Large-scale integration of cancer microarray data identifies a robust common cancer signature
1 The Institute for Computational Medicine and Center for Cardiovascular Bioinformatics and Modeling, Johns Hopkins University, Baltimore, MD 21218, USA
2 Department of Applied Mathematics and Statistics and Center for Imaging Sciences, Johns Hopkins University, Baltimore, MD 21218, USA
BMC Bioinformatics 2007, 8:275 doi:10.1186/1471-2105-8-275Published: 30 July 2007
There is a continuing need to develop molecular diagnostic tools which complement histopathologic examination to increase the accuracy of cancer diagnosis. DNA microarrays provide a means for measuring gene expression signatures which can then be used as components of genomic-based diagnostic tests to determine the presence of cancer.
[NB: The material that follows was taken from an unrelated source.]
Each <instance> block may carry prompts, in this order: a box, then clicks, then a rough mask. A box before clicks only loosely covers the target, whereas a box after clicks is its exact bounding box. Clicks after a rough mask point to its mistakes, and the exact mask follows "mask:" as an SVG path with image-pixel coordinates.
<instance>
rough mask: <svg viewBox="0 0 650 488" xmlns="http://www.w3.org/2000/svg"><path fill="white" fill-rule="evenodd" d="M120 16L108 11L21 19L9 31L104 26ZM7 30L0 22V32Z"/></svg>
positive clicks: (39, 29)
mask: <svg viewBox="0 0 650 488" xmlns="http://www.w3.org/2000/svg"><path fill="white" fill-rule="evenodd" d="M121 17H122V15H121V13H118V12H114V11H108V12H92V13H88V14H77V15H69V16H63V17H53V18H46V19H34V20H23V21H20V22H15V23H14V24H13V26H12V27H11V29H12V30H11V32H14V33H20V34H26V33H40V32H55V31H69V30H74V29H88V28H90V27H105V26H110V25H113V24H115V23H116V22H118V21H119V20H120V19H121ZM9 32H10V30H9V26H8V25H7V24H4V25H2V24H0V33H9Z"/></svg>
In this study, we collect and integrate ~ 1500 microarray gene expression profiles from 26 published cancer data sets across 21 major human cancer types. We then apply a statistical method, referred to as the Top-Scoring Pair of Groups (TSPG) classifier, and a repeated random sampling strategy to the integrated training data sets and identify a common cancer signature consisting of 46 genes. These 46 genes are naturally divided into two distinct groups; those in one group are typically expressed less than those in the other group for cancer tissues. Given a new expression profile, the classifier discriminates cancer from normal tissues by ranking the expression values of the 46 genes in the cancer signature and comparing the average ranks of the two groups. This signature is then validated by applying this decision rule to independent test data.
By combining the TSPG method and repeated random sampling, a robust common cancer signature has been identified from large-scale microarray data integration. Upon further validation, this signature may be useful as a robust and objective diagnostic test for cancer.